And I barely remember any of the other hundreds of times I stopped in to grab a coffee, have lunch with a friend or meet a possible source during my years at TechCrunch, which conveniently had an office just over a block away.

The Creamery was not a place you went for the memories. It was located firmly at the apex of convenience and comfort — which is why, for a certain period of about five years from the early to mid-teens of the third millennium, it was the perfect place for the SF technorati to see and be seen.

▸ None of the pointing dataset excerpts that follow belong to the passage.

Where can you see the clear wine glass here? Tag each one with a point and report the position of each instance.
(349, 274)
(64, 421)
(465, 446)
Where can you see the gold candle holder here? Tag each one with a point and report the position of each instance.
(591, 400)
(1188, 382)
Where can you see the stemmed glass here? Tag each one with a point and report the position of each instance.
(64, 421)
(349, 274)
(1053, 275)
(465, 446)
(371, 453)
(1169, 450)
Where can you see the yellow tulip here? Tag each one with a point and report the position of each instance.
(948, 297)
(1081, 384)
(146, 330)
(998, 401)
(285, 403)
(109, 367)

It’s also why, after 12 years of operating from one global recession to another, it’s shutting its doors for good.


I learned of The Creamery’s imminent demise through a friend, who forwarded me a connection’s Facebook post. “Hey I’ve got some sad news,” wrote John S. Boyd, CEO of Monolith Technologies. “The Creamery is closing this weekend.”

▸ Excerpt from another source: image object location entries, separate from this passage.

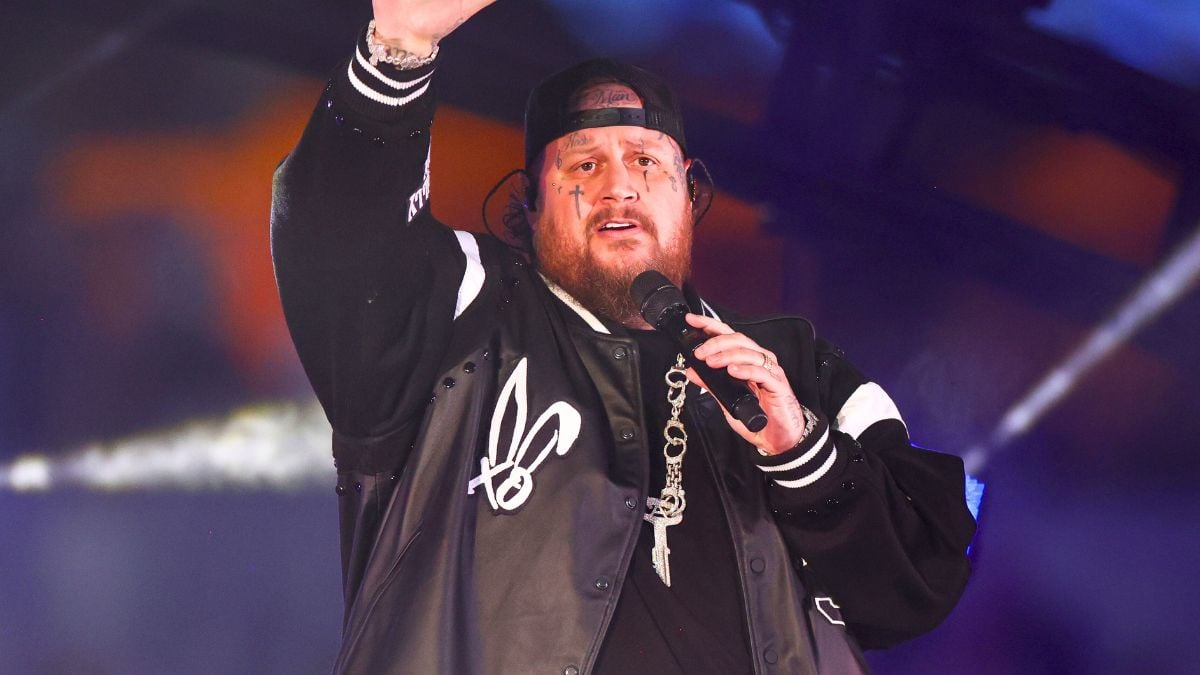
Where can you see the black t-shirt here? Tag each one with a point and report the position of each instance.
(697, 625)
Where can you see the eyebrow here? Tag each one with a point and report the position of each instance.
(640, 144)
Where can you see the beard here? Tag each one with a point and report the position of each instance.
(604, 287)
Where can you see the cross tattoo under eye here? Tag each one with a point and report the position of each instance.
(577, 192)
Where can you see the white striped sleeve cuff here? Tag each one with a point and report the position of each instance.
(385, 84)
(807, 463)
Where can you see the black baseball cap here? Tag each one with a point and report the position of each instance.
(549, 113)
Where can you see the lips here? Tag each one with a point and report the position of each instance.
(617, 226)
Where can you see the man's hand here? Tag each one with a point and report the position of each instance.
(417, 25)
(744, 359)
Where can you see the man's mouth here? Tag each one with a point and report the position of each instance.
(617, 226)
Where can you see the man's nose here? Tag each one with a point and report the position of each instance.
(619, 184)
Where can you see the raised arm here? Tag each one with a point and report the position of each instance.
(367, 276)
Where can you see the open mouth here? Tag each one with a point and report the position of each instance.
(617, 226)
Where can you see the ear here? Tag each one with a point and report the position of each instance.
(690, 180)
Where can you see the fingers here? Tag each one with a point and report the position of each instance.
(742, 357)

I was a little less nostalgic in sharing the news via a screenshot to Twitter.

What followed was a little surprising, though it probably shouldn’t have been. Dozens of people replied or quote-tweeted with their own condolences, memories and anecdotes of their time at the little coffee shop on the corner of Fourth and Townsend.

“Ugh! Institution,” wrote Redpoint’s Ryan Sarver.

“Got my first SF angel backer over coffee there. Sad stuff,” wrote Haven Coliving’s Ben Katz.

“Oh no where will techcrunch writers get their stories,” wrote Breather founder Julien Smith.

As a former TechCrunch writer, it was this last point that resonated with me — although like most things, the legend of The Creamery as a place to get scoops far outpaced its actual utility.

From the perspective of someone who found himself visiting The Creamery several times a week (sometimes multiple times a day), those concerns were probably overblown. That’s not to say there weren’t deals happening at the cafe’s wobbly wooden tables, but just that there really wasn’t much worth overhearing if you actually sat there and listened.

For all the outpouring of condolences that The Creamery has received since the news of its closing, I don’t recall that many people who actually loved going there. The coffee was terrible, the food was just okay and, as one Twitter user wrote, it was “chock full of VC assholes constantly.”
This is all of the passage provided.